Russie : Encourager les lecteurs à utiliser l'offre légale de livres

Nicolas Gary - 01.07.2013

Lecture numérique - Acteurs numériques - Russie - livre numérique - développement du marché


Le marché russe connaît la même trajectoire que bien d'autres : une étude récente de RTBH montre que 70 % des lecteurs utilisent des ebooks, 50 % y ont fait appel au cours des trois dernières années, et 23 % seulement au cours de la dernière. En somme, le marché numérique du livre est en croissance.
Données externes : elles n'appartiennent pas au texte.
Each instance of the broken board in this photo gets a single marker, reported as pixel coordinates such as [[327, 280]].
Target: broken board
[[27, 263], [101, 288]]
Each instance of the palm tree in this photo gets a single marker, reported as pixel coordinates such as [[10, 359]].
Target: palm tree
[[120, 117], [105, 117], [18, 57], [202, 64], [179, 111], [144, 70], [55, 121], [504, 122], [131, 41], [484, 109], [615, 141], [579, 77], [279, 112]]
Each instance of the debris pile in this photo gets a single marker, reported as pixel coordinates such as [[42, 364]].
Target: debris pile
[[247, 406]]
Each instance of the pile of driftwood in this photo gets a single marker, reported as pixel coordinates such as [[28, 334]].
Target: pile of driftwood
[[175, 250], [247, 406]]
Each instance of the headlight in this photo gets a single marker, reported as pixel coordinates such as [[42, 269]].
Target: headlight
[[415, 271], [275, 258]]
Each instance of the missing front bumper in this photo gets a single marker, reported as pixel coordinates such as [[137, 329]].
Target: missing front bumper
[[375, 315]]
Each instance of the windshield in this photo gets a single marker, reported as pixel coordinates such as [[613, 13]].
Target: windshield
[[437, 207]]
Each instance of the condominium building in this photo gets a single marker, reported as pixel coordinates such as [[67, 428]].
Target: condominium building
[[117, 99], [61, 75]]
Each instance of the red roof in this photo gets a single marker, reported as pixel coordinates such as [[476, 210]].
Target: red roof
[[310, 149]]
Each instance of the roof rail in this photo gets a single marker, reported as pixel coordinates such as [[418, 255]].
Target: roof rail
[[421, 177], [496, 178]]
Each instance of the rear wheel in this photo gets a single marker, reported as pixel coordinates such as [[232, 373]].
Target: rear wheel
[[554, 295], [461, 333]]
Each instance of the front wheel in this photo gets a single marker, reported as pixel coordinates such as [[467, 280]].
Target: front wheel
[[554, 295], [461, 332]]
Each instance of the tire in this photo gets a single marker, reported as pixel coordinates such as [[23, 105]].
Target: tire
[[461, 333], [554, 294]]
Avec un bât qui continue de blesser : le piratage augmente à mesure que les catalogues s'étoffent, et que les usages changent. 

 

 

Russia_2837 - Tsar Cannon

Un coup de semonce avant l'attaque ?

de archer10 (Denis), CC BY-SA 2.0

 

 

Pourtant, force est de constater que la lecture en Russie diminue, et l'intérêt des lecteurs s'affaisse. L'Association des éditeurs russes le déplore, mais se félicite que le secteur de l'ebook grandisse : avec 250 millions de roubles pour l'année 2012 (5,82 millions €), contre 135 millions en 2011 (3,14 millions €), la croissance s'est faite rapide, depuis 2008. Et toutefois seul 1 % du marché global du livre. 

 

Le directeur de l'Association estime qu'entre 20 et 22 millions de personnes dans le pays utilisent des lecteurs ebook, avec une hausse à attendre au cours des prochaines années. La plupart d'entre eux résident dans les villes de Moscou et Saint Petersburg - où sont d'ailleurs les éditeurs qui produisent et les lecteurs qui achètent. 

 

 

avec 250 millions de roubles pour l'année 2012, contre 135 millions en 2011,

la croissance s'est faite rapide, depuis 2008.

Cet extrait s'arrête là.